C’est ce qu’a révélé en point de presse lundi après-midi Mario Plante, le directeur adjoint et chef des enquêtes criminelles au Service de police de l’agglomération de Longueuil (SPAL).

Peu de temps auparavant, Yves Roy, âgé de 46 ans, était formellement accusé au palais de justice de Longueuil de trois chefs d’accusation: tentative de meurtre, séquestration et vaincre la résistance à la perpétration d’une infraction (tentative d’étranglement).

Le suspect avait été arrêté vendredi vers 18h à proximité de son domicile situé à Sainte-Julie, sur la Rive-Sud de Montréal.

M. Plante a souligné que les policiers ont réussi à retracer l’agresseur en grande partie grâce à l’aide des citoyens.

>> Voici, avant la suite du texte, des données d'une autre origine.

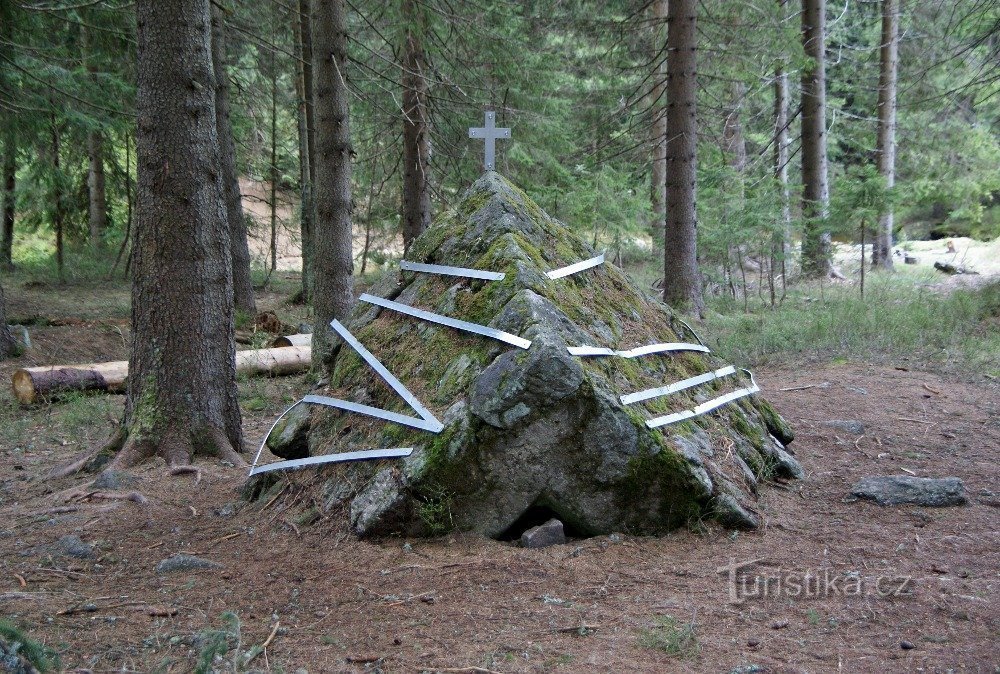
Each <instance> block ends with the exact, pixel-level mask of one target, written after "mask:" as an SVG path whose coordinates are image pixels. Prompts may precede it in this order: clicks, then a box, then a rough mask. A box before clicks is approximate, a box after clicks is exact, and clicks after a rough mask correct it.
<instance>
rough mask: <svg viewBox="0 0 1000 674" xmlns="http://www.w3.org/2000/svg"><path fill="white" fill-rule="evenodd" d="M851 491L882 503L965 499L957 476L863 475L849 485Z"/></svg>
mask: <svg viewBox="0 0 1000 674" xmlns="http://www.w3.org/2000/svg"><path fill="white" fill-rule="evenodd" d="M851 494H853V495H854V496H857V497H858V498H863V499H868V500H871V501H875V503H878V504H879V505H882V506H886V505H902V504H913V505H922V506H929V507H943V506H953V505H965V504H966V503H967V502H968V499H967V498H966V496H965V485H963V484H962V481H961V480H960V479H958V478H957V477H944V478H927V477H910V476H909V475H889V476H886V477H866V478H864V479H862V480H861V481H860V482H858V483H857V484H855V485H854V486H853V487H852V488H851Z"/></svg>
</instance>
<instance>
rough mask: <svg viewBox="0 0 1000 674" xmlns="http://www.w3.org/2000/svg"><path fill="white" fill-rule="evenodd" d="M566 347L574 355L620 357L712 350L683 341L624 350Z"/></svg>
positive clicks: (706, 347) (708, 352)
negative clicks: (671, 352) (674, 352)
mask: <svg viewBox="0 0 1000 674" xmlns="http://www.w3.org/2000/svg"><path fill="white" fill-rule="evenodd" d="M566 349H567V350H568V351H569V352H570V354H571V355H574V356H621V357H622V358H637V357H639V356H648V355H650V354H652V353H663V352H665V351H701V352H703V353H712V351H711V350H710V349H709V348H708V347H706V346H702V345H701V344H688V343H685V342H669V343H662V344H649V345H648V346H637V347H636V348H634V349H628V350H626V351H615V350H614V349H608V348H605V347H603V346H568V347H566Z"/></svg>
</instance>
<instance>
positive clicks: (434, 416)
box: [307, 295, 444, 433]
mask: <svg viewBox="0 0 1000 674" xmlns="http://www.w3.org/2000/svg"><path fill="white" fill-rule="evenodd" d="M365 297H371V295H362V296H361V299H364V298H365ZM330 327H332V328H333V329H334V330H336V331H337V334H338V335H340V336H341V338H342V339H343V340H344V341H345V342H347V343H348V344H350V345H351V348H353V349H354V350H355V351H357V352H358V355H359V356H361V357H362V358H364V360H365V362H366V363H368V364H369V365H371V366H372V369H373V370H375V371H376V372H378V374H379V376H380V377H382V379H384V380H385V383H387V384H388V385H389V386H391V387H392V390H393V391H395V392H396V393H398V394H399V396H400V397H401V398H402V399H403V400H405V401H406V403H407V404H408V405H409V406H410V407H411V408H413V411H414V412H416V413H417V414H419V415H420V417H421V418H422V419H423V420H424V421H427V422H428V423H432V424H433V425H434V426H436V427H437V430H435V431H434V432H435V433H437V432H438V431H440V430H441V429H442V428H444V426H442V425H441V422H440V421H438V420H437V418H436V417H435V416H434V415H433V414H431V411H430V410H428V409H427V408H426V407H424V406H423V405H421V404H420V401H419V400H417V397H416V396H415V395H413V394H412V393H410V390H409V389H408V388H406V387H405V386H403V383H402V382H401V381H399V380H398V379H396V377H395V376H393V374H392V373H391V372H389V370H387V369H385V366H384V365H382V363H380V362H379V360H378V358H376V357H375V356H373V355H372V354H371V351H369V350H368V349H366V348H365V347H364V344H362V343H361V342H359V341H358V338H357V337H355V336H354V335H352V334H351V333H350V331H349V330H348V329H347V328H345V327H344V326H343V324H342V323H341V322H340V321H338V320H337V319H336V318H335V319H333V320H332V321H330ZM307 397H310V396H307ZM312 397H318V396H312ZM331 400H334V398H331ZM323 404H325V403H323ZM352 404H354V403H352ZM361 407H367V406H366V405H362V406H361ZM344 409H348V408H344ZM369 409H377V408H374V407H372V408H369ZM355 411H360V410H355ZM362 414H366V412H362ZM386 414H392V412H386ZM373 416H378V415H373ZM383 418H384V417H383ZM403 418H404V419H405V418H408V417H403ZM428 430H430V429H428Z"/></svg>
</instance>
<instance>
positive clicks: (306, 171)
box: [295, 0, 313, 303]
mask: <svg viewBox="0 0 1000 674" xmlns="http://www.w3.org/2000/svg"><path fill="white" fill-rule="evenodd" d="M298 10H299V11H298V17H297V19H296V21H295V75H296V77H295V93H296V96H297V97H298V100H299V103H298V106H297V107H298V132H299V195H300V196H299V199H300V203H299V233H300V237H301V239H302V243H301V247H302V301H303V303H308V302H309V299H310V297H312V292H311V291H310V284H311V283H312V222H313V203H312V201H313V200H312V171H311V167H310V165H309V161H310V154H311V149H310V146H309V115H308V109H309V108H310V107H311V104H310V102H309V100H308V99H309V97H310V96H311V95H312V92H311V91H310V90H309V89H307V87H306V71H309V72H311V69H312V64H310V63H308V62H307V61H306V59H307V58H312V55H311V54H310V55H309V56H308V57H307V56H306V54H305V42H306V39H305V37H306V34H307V33H308V31H309V2H308V0H299V5H298ZM310 77H311V75H310Z"/></svg>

Près de 450 informations ont été reçues du public et traitées par les enquêteurs après la diffusion du portrait-robot du suspect.

Jean-François Robert, l’inspecteur en chef aux enquêtes criminelles du SPAL, a précisé que le signalement clé qui a permis l’arrestation du suspect a été effectué par une personne de son entourage.

Celle-ci avait remarqué un changement dans l’attitude d’Yves Roy dans les jours qui ont suivi l’agression et une nervosité après la diffusion du portrait-robot.

Selon M. Robert, le suspect a agi seul. Il se serait rendu au Mont-Saint-Bruno dans l’objectif de commettre son crime. Il ne connaissait pas la victime et l’aurait choisie parce qu’elle se trouvait seule dans un endroit isolé.

Yves Roy n’était pas armé. Après avoir plaqué sa victime au sol, il lui aurait asséné de nombreux coups avant d’essayer de l’étrangler.

D’après le récit des policiers, la dame, âgée dans la cinquantaine, se serait débattue avec énergie et aurait réussi à se défaire de l’emprise de son assaillant. Le suspect aurait alors pris la fuite.

La victime s’en est sortie avec des fractures aux côtes et à une cheville, en plus de nombreuses ecchymoses.

M. Robert a précisé qu’un prélèvement d’ADN du suspect a permis de le relier directement à un élément de preuve saisi sur la scène de crime.

Yves Roy aurait également fait des déclarations aux policiers qui seront déposées en preuve.

Le SPAL croit que le suspect, qui avait des antécédents judiciaires, pourrait être impliqué dans d’autres crimes violents non résolus.